# Female Coyote w/2 big pups!



## mrjbigfoot (Apr 19, 2005)

Here's some video snips & a short video I got of the female coyote with her 2 big pups yesterday evening! I so wish I could've pulled over when I spotted them on the other side of the cover instead of having to swing around to shoot through the cover.
























And here's the video:


----------



## supercanoe (Jun 12, 2006)

I'd like to do a drive by shooting and get the whole family.


----------



## mrjbigfoot (Apr 19, 2005)

supercanoe said:


> I'd like to do a drive by shooting and get the whole family.

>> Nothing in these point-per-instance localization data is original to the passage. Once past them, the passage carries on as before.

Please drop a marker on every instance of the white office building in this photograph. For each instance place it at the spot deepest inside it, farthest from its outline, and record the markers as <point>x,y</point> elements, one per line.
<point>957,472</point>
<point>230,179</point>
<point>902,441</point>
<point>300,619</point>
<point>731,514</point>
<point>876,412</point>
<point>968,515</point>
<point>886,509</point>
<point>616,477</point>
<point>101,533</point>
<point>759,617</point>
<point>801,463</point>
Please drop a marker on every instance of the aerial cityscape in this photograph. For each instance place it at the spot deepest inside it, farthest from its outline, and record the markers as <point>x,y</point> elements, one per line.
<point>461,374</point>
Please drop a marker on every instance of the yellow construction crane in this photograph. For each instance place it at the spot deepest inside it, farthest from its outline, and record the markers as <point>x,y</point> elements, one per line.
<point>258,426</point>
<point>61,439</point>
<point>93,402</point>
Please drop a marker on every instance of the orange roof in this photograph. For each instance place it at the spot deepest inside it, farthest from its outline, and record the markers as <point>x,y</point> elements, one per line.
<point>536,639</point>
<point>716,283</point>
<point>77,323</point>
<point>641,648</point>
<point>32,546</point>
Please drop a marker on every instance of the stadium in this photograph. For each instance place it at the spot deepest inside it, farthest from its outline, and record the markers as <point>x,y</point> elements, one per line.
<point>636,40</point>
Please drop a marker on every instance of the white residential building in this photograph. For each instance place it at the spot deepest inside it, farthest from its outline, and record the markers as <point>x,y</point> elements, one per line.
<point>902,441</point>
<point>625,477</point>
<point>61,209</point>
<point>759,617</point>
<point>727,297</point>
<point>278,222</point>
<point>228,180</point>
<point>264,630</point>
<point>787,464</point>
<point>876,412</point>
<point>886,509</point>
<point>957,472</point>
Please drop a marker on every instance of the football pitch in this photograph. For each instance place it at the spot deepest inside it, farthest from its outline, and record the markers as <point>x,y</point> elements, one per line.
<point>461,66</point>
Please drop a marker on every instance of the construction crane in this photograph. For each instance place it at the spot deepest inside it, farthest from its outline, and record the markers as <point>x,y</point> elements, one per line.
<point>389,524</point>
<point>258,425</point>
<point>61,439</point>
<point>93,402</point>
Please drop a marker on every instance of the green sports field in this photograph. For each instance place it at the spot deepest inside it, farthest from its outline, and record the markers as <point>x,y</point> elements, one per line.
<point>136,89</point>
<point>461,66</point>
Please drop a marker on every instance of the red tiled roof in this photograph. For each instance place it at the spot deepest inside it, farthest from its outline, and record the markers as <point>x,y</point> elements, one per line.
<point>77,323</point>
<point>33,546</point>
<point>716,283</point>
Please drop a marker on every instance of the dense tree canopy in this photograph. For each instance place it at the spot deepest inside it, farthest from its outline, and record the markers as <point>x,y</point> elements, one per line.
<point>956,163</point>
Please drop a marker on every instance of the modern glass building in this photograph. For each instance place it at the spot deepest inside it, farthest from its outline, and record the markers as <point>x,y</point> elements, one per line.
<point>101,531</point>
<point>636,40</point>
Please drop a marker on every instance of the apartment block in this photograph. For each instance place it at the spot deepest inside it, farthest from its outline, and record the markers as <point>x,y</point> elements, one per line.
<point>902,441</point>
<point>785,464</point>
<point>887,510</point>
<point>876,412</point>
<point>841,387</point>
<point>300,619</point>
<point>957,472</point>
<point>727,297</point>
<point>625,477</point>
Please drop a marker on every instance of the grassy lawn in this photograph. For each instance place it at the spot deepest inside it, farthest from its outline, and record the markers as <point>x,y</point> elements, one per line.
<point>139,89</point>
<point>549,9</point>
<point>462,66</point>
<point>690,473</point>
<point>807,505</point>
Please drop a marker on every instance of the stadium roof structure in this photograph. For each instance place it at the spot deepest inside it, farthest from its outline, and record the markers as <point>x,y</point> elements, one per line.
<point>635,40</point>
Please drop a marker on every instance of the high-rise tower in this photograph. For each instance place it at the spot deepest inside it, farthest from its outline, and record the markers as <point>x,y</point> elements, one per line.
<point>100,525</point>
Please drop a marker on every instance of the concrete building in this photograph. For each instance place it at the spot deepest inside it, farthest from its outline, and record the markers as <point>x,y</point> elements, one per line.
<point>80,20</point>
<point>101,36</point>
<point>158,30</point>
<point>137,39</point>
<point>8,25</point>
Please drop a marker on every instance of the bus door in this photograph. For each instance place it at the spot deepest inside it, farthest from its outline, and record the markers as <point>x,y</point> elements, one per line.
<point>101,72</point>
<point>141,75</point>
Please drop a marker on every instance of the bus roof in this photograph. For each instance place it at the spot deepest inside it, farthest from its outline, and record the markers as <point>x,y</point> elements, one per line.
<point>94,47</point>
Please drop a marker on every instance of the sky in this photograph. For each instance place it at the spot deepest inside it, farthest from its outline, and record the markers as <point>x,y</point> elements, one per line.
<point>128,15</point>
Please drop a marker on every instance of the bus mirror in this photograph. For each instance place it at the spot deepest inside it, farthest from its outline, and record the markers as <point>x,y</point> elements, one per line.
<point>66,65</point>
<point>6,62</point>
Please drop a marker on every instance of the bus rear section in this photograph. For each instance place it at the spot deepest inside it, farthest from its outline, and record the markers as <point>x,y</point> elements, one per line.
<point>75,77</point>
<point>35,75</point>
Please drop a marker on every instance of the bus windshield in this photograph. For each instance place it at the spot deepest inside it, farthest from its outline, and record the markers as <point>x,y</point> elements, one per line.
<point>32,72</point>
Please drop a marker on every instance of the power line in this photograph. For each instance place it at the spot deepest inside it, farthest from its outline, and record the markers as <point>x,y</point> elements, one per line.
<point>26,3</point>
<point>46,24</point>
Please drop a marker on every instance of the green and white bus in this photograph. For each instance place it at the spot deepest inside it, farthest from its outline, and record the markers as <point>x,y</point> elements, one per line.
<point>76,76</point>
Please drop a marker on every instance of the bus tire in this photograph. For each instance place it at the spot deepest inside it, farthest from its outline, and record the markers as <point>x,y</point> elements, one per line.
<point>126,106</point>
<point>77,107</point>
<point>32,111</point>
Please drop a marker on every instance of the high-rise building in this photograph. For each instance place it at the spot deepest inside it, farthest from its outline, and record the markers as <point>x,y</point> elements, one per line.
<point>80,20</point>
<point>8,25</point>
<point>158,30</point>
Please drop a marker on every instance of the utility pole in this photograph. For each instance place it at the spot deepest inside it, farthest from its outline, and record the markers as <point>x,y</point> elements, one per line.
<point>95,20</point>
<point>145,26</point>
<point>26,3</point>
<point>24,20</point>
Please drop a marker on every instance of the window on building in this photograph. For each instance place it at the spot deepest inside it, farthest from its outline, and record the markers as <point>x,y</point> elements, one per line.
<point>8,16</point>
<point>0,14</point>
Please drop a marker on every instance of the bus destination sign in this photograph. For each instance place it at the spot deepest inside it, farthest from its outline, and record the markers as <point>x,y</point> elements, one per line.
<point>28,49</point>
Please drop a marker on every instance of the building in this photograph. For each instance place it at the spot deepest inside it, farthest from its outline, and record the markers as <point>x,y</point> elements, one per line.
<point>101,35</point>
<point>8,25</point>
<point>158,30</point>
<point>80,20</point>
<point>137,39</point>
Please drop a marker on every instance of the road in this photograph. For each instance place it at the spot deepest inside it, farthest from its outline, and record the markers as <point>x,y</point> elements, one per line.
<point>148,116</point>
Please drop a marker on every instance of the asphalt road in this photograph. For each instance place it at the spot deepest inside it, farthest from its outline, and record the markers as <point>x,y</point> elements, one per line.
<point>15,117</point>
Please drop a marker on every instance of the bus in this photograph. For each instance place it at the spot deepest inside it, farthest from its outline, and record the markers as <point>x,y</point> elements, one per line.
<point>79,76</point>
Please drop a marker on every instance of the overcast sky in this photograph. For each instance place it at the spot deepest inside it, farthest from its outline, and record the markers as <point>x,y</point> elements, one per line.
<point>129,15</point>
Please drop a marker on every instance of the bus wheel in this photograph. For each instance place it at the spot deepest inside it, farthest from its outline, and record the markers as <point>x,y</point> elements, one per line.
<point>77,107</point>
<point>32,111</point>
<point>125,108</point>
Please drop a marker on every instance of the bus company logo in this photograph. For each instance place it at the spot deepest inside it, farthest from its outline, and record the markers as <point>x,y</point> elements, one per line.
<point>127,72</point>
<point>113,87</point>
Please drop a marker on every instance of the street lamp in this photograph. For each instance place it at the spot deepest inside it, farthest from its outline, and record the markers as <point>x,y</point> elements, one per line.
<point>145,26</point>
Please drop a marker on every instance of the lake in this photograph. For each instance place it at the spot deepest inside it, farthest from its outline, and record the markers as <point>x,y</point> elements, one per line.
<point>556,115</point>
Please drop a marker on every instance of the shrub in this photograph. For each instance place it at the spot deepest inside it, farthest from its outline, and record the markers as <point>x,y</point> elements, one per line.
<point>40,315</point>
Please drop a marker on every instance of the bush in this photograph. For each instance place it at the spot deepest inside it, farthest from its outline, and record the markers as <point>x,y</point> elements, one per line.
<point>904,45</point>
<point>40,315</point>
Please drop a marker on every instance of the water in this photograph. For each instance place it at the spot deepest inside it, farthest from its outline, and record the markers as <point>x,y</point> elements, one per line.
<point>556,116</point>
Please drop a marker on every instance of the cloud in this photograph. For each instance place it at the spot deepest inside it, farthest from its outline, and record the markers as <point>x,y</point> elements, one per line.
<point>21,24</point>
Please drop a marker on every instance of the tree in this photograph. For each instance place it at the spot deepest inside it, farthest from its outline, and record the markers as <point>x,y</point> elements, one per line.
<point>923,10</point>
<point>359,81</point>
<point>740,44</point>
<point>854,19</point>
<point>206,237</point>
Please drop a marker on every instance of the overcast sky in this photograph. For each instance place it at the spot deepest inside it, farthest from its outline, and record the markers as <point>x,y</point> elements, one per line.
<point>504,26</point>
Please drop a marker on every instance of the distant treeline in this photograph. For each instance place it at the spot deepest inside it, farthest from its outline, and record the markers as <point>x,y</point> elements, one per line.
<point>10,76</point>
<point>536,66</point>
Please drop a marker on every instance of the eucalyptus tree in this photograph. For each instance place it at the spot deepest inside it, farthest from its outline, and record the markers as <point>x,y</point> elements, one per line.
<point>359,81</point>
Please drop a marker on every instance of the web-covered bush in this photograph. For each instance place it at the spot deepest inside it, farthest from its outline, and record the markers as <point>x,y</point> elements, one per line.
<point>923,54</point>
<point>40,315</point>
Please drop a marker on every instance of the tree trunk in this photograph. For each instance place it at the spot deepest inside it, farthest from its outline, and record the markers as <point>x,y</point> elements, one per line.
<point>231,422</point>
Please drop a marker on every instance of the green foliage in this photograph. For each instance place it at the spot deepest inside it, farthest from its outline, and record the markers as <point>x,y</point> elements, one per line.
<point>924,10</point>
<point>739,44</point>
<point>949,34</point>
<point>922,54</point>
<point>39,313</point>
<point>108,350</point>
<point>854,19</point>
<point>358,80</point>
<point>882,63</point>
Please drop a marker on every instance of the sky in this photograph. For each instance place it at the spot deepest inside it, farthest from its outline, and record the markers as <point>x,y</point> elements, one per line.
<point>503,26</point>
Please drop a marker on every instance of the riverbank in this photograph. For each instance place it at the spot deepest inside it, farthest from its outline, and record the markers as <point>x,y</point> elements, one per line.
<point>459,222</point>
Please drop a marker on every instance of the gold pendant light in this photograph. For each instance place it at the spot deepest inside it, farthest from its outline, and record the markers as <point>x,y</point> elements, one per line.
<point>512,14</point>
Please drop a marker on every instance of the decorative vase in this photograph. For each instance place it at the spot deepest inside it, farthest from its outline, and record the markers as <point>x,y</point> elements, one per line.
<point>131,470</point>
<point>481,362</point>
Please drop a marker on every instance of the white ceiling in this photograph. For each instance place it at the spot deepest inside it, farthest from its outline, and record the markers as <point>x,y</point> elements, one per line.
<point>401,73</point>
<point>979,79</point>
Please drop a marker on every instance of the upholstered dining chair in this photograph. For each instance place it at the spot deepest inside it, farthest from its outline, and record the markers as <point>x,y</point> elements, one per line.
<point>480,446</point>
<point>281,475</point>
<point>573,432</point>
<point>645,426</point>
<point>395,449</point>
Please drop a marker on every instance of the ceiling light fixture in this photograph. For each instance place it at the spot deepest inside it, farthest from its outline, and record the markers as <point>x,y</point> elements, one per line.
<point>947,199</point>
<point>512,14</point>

That would likely end up in jail. I like to maintain my good relationship with the cops & ODNR Wardens.


----------



## supercanoe (Jun 12, 2006)

Adult Coyotes with no fear of humans that are protecting pups and chasing people in an urban environment. That could turn ugly real quick. I travel through that area for work sometimes and I see kids walking in that area. Coyotes are not cute. They are killers. Putting a bullet in them would be a good thing.


----------



## supercanoe (Jun 12, 2006)

And no, I am not serious about doing a drive by even though I would like to.


----------



## mrjbigfoot (Apr 19, 2005)

I notified the ODNR, I think they should take it out or trap it! Got more pictures of him tonight & warned some folks walking their dogs.


----------